Niyazov’s presidency was characterized by a growing trend towards centralization of power and the cult of personality with heavy restrictions on the freedom of the press and association and on the rights of ethnic minorities in the country. The president, who with the introduction of the new constitution in May 1992 also assumed the office of prime minister, was re-elected in June with a plebiscitary consensus of 99.5% of the votes (in January 1994 a referendum extended the duration of his presidential term until 2002). This autocratic style of government marked by nationalistic tones, however, managed to keep the country in a position of substantial secularism, which, without deteriorating relations with the CIS republics and neighboring Muslim states, avoided, in the first years.
Ashgabat
Ashgabat, capital of Turkmenistan; 1 million residents (2012).
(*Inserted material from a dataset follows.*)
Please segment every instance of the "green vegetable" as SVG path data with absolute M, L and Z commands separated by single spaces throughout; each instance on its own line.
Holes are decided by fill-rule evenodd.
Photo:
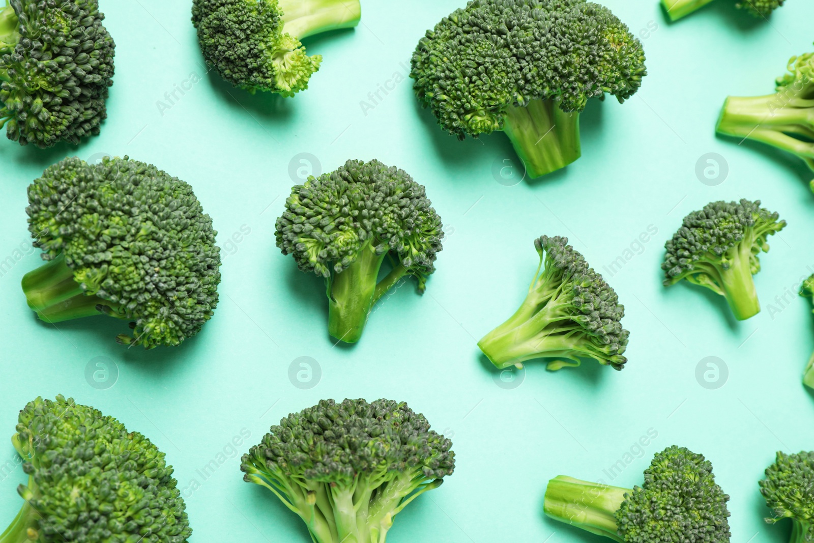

Ashgabat is located at the foot of Kopet-Dag in an area irrigated by the oasis of Achal Teke and the Karakum Canal, which is associated with the city in 1962. Ashgabat has a workshop, textile, glass and food industry. The city, which has universities and several colleges, is the seat of the country’s Academy of Science and has its only desert research institute. Furthermore, the film industry is significant in Ashgabat.
The resort, founded in 1881 as a Russian fort, was destroyed by an earthquake in 1948.